Sunday, October 24, 2010

Longest Palindrome

Greplin issued a programming challenge recently, where the first question involved finding the longest palindrome substring. It was then posted as a challenge to the Programming Praxis blog, and I thought I would contribute a solution in Factor.

First, some vocabularies that we will be using:

USING: fry kernel locals make math.ranges sequences unicode.case
unicode.categories ;

As part of the Factor language tutorial, the first program many people write in Factor is a word for detecting if something is a palindrome. The implementation of palindrome? (extended to support case-insensitive comparisons using the unicode vocabulary) looks like this:

: normalize ( str -- str' ) [ Letter? ] filter >lower ;

: palindrome? ( str -- ? ) normalize dup reverse = ;

The "obvious" (but not that fast) way to solve the problem is to examine every possible substring, adding to a list if it is a palindrome. The list of palindrome substrings can then be used to answer the question. This is how we'll implement it.

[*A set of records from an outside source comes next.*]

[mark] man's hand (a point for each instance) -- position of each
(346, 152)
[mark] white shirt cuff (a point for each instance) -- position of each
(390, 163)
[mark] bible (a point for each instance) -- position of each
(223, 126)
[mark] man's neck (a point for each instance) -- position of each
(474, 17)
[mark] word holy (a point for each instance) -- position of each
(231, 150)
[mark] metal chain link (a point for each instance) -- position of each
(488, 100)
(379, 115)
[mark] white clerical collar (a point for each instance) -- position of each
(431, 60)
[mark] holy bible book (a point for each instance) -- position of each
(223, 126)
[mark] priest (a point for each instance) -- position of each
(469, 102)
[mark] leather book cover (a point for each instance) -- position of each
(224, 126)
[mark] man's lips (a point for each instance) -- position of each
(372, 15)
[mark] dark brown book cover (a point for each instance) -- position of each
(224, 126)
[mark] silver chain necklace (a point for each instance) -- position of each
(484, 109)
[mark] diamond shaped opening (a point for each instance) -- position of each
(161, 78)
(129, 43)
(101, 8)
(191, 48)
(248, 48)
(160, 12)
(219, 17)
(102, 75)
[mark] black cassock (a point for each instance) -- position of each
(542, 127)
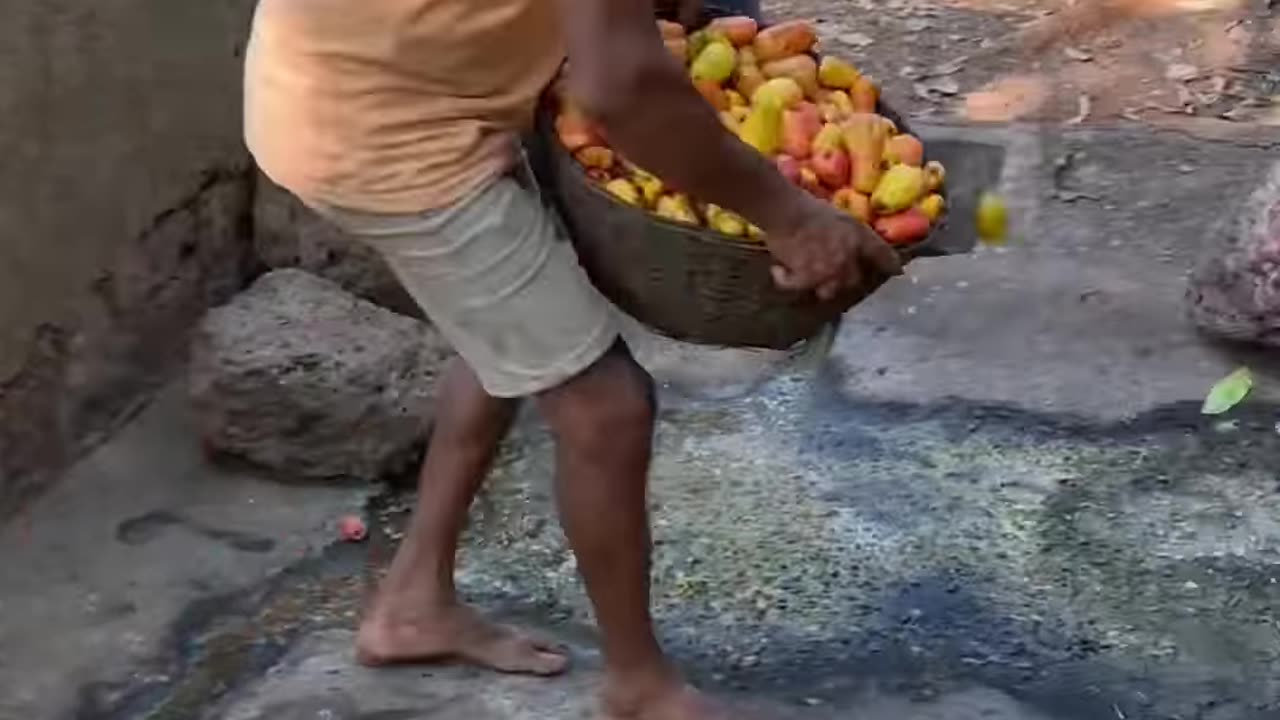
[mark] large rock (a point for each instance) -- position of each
(297, 374)
(289, 235)
(1234, 292)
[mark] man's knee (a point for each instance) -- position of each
(613, 399)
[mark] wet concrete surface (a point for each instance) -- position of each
(992, 500)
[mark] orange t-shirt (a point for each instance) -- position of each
(394, 105)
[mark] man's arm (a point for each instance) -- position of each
(624, 77)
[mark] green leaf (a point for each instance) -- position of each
(1228, 392)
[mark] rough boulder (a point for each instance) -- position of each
(298, 376)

I thought it would be useful to split the problem into two steps. First, we need a way to enumerate all possible substrings (not including the "empty" substring), applying a quotation to each in turn.

:: each-subseq ( ... seq quot: ( ... x -- ... ) -- ... )
    seq length [0,b] [
        :> from
        from seq length (a,b] [
            :> to
            from to seq subseq quot call( x -- )
        ] each
    ] each ;

You can try this out in the listener, to see how it works:

( scratchpad ) "abc" [ . ] each-subseq
"a"
"ab"
"abc"
"b"
"bc"
"c"

Once we have that, it's pretty easy to build a word to look for palindrome substrings:

: palindromes ( str -- seq )
    [
        [ dup palindrome? [ , ] [ drop ] if ] each-subseq
    ] { } make ;

We can use the longest word that I implemented for my anagrams post to find the longest palindrome substring:

: longest ( seq -- subseq )
    dup 0 [ length max ] reduce '[ length _ = ] filter ;
Using this on the 1169-character string from the original challenge, we find 52 unique palindromes of 2 or more characters. The longest palindrome substring I found was a 7-character sequence.